Burly Father Richard, special envoy (read: hatchet man) from the Vatican, tells Jack that St. Joseph’s parish priest, Father Kevin Whelan, is one of the movers and shakers in the local Edge, which has most recently killed a pedophile named Cleon, and that he needs to be neutralized. Although his diagnosis is correct, his prescription misses the mark, because someone hangs Father Kevin in his backyard before Jack can do anything. And he’s not the only Edge member marked for death by hedge fund millionaire George Benson, who seems resolved to take over the local chapter and push it in a new direction.
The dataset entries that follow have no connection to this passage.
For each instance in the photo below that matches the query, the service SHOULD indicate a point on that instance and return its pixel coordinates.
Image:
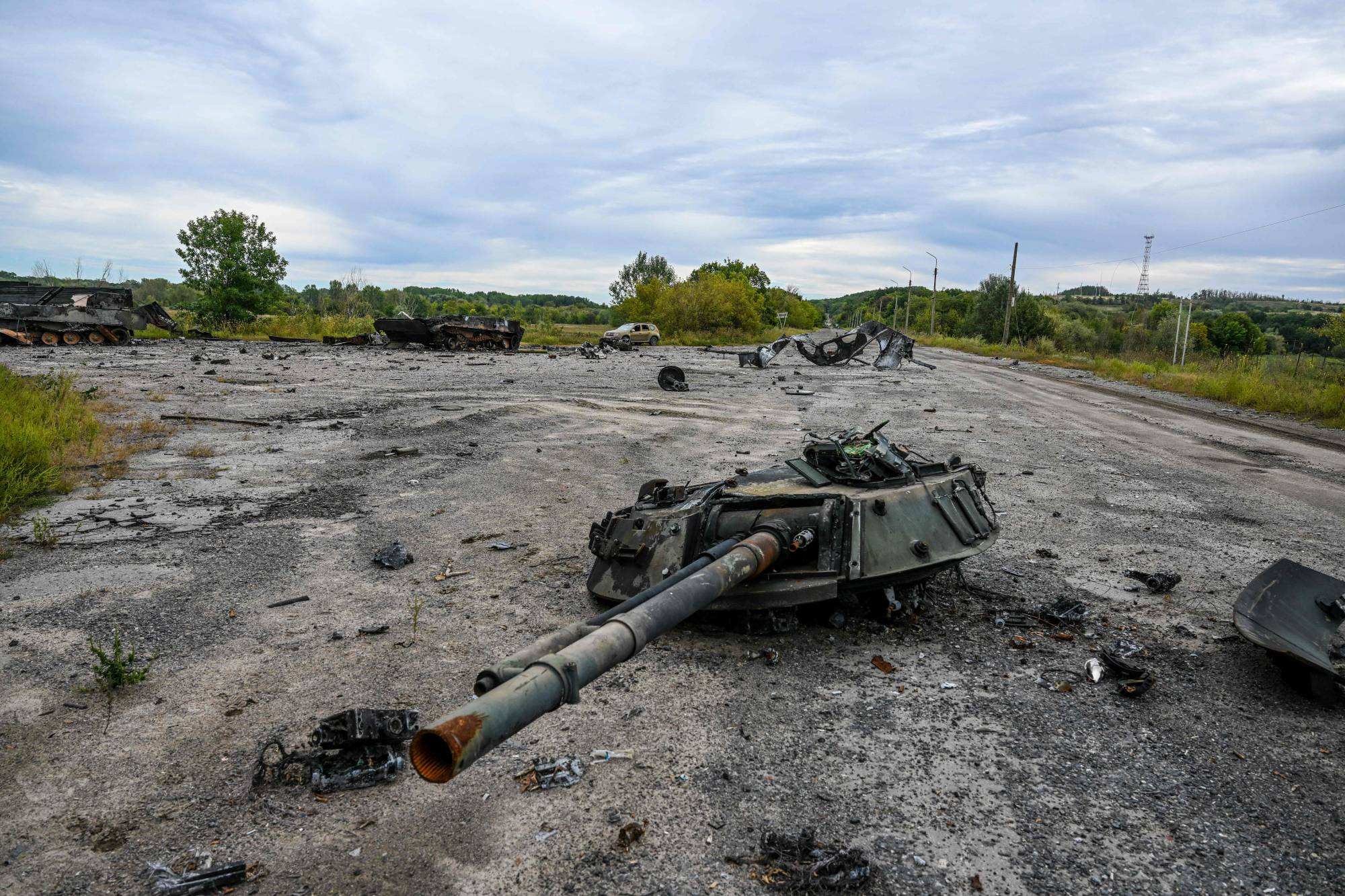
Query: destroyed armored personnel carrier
(69, 315)
(855, 516)
(453, 331)
(882, 517)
When Therese, the local Mother Superior, asks Jack to recover a jeweled crucifix that’s been stolen, he goes to meet Benson, the presumed thief, in his office, asks him to return it, and gets thrown out for his trouble. In between times, a beaten wife whose husband breaks Jack’s nose when Jack confronts him ends up sorry she ever approached him. So does Jordan, the thief Jack persuades to break into Benson’s place and recover that cross. Benson’s beefy head of security pays a visit to Jack’s apartment to threaten him. A new client who’s been diagnosed with cancer hires Jack to kill him on his birthday. Mother Therese asks Jack to find out who’s been leaving dead cats at the nunnery door. And so on and on, with even the most important of these individual crimes and conflicts subordinated to the gently manic music of them all.
A shaggy, wonderfully evocative lineup for a hero whose “modus operandi [is] to retaliate first.”